Dopo una ventina di minuti che sembrano eterni, con il fiato corto e le gambe tremanti, si ritrovano a bussare con forza alla porta del dottore. Viene ad aprire Don Luigi,il figlio, che udita la richiesta li accompagna immediatamente in sala da pranzo, dove la famiglia riunita si appresta al banchetto natalizio. Don Pietro sta per portare alla bocca la prima forchettata di maccheroni al ragù, quando il figlio gli annuncia che deve seguire subito i due uomini per salvare una madre e la sua creatura. Mentre il medico impreca contro la cattiva sorte che non lo lascia in pace neppure nel giorno di Natale,Don Luigi, per sollecitarlo a muoversi, con un gesto di impazienza manda all’aria forchetta e maccheroni. Ma il dottore è una brava persona e, indossati cappotto e cappello, recuperata la borsa dei ferri, invita i due disperati a salire con lui sul calesse, così arriveranno più in fretta.
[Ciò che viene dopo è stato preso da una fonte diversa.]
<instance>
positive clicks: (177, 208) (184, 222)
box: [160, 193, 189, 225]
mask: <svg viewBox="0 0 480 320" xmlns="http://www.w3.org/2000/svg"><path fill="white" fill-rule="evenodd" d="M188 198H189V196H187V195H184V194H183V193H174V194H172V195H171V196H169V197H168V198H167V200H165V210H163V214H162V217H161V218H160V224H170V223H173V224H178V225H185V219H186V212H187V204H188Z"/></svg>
Giunti a destinazione, il dottore entra nella camera della partoriente e, resosi conto che Marianna è allo stremo delle forze,la fa adagiare sul tavolo, chiede dell’acqua calda e panni puliti, una camicia da notte bianca che indossa a mo’ di camice. Nella camera c’è tutto il parentado a fare il tifo per lei. Il marito le asciuga il sudore dalla fronte e zia Rachele le fa coraggio accarezzandole una mano. Prima di procedere ad estrarre il nascituro con l’aiuto di uno strumento inquietante,il temibile forcipe, don Pietro solleva gli occhi al quadro appeso alla parete,che raffigura sant’Anna con la figlia Maria, e invoca la madre delle madri di salvare entrambi. Pochi minuti che sembrano eterni e finalmente il piccolo essere entra a far parte di questa Terra. È sano ed è femmina. Anche la madre è salva, ma ci vorrà parecchio tempo prima che possa cullare tra le braccia la sua prima bambina.